L’intervento è scattato a seguito di una segnalazione giunta al numero di emergenza 112. Sul posto sono intervenuti gli agenti della Squadra Volanti dell’Ufficio Prevenzione Generale e Soccorso Pubblico della Questura di Viterbo, che hanno raggiunto un appartamento in una via del centro cittadino dove era stata segnalata una lite tra due persone.
Una volta arrivati, i poliziotti hanno individuato i due uomini sul ballatoio dello stabile. Entrambi, già noti alle forze dell’ordine per precedenti di polizia, apparivano in evidente stato di agitazione e confusione, con andatura incerta e alito vinoso.
Dai primi accertamenti è emerso che i due condividevano l’abitazione. Poco prima dell’intervento degli agenti, uno dei coinquilini, rientrato a casa, avrebbe preteso del denaro dall’altro. Al rifiuto della vittima, la discussione sarebbe rapidamente degenerata fino all’aggressione: l’uomo avrebbe infatti colpito il coinquilino con un coltello, ferendolo alla natica destra.
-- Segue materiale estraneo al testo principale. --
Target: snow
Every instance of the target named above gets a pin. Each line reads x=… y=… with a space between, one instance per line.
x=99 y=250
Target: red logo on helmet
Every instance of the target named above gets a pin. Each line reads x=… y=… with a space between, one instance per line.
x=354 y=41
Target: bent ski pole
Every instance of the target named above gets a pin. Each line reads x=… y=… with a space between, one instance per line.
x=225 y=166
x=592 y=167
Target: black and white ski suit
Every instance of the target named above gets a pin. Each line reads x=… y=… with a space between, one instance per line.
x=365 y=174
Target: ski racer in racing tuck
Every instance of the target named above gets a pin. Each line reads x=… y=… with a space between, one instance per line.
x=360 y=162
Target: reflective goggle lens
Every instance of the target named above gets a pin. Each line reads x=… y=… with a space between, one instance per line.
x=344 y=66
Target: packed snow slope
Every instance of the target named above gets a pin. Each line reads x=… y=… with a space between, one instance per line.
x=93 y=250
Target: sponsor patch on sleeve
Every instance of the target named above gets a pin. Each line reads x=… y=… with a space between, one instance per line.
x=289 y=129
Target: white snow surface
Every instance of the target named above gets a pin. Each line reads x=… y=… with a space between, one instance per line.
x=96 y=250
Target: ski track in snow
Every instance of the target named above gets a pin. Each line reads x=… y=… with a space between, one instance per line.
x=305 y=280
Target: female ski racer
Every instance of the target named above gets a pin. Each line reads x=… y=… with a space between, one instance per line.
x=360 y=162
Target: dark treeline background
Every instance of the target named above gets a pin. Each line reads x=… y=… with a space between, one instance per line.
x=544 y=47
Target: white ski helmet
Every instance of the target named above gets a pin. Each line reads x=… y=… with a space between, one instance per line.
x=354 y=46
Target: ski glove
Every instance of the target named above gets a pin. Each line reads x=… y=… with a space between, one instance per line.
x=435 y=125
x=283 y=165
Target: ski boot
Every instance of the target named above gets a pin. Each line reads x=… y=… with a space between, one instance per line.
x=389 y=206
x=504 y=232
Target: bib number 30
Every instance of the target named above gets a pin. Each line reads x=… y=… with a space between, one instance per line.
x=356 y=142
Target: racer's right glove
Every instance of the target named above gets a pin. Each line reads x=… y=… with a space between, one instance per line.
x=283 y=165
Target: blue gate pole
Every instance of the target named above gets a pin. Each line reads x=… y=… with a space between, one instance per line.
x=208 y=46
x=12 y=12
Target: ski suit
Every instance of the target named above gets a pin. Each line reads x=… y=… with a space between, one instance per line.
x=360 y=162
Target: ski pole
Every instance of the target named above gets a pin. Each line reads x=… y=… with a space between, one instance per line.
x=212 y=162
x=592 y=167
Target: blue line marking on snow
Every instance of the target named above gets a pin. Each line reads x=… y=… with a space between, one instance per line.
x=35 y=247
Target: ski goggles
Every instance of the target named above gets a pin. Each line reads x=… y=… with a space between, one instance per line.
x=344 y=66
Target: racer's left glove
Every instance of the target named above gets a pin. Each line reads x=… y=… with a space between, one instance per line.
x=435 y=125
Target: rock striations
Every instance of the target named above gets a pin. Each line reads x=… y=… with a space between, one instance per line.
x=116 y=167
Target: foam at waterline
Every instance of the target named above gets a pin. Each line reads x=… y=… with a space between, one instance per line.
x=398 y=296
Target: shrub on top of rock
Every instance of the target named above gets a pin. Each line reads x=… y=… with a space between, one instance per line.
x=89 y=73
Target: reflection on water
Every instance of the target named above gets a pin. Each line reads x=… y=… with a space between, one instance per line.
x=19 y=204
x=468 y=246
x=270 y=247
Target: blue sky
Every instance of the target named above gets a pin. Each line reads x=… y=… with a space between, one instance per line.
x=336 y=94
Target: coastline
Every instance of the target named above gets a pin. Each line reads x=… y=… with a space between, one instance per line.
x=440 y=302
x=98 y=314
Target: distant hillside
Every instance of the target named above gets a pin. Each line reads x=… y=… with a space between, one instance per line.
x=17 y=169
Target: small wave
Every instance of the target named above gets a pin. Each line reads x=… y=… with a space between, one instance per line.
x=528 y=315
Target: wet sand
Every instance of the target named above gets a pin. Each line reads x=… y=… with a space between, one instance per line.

Immediato l’intervento dei sanitari del 118 e del personale del Gabinetto Provinciale di Polizia Scientifica. Dopo aver constatato la presenza della ferita, i soccorritori hanno disposto il trasporto della vittima all’ospedale “Santa Rosa” di Viterbo, dove è stata presa in carico per le cure necessarie.
Al termine degli accertamenti di rito, l’autore dell’aggressione è stato denunciato in stato di libertà all’Autorità giudiziaria per lesioni personali aggravate. Nei suoi confronti è stato inoltre emesso dal Questore di Viterbo un avviso orale, misura di prevenzione personale prevista dalla normativa vigente.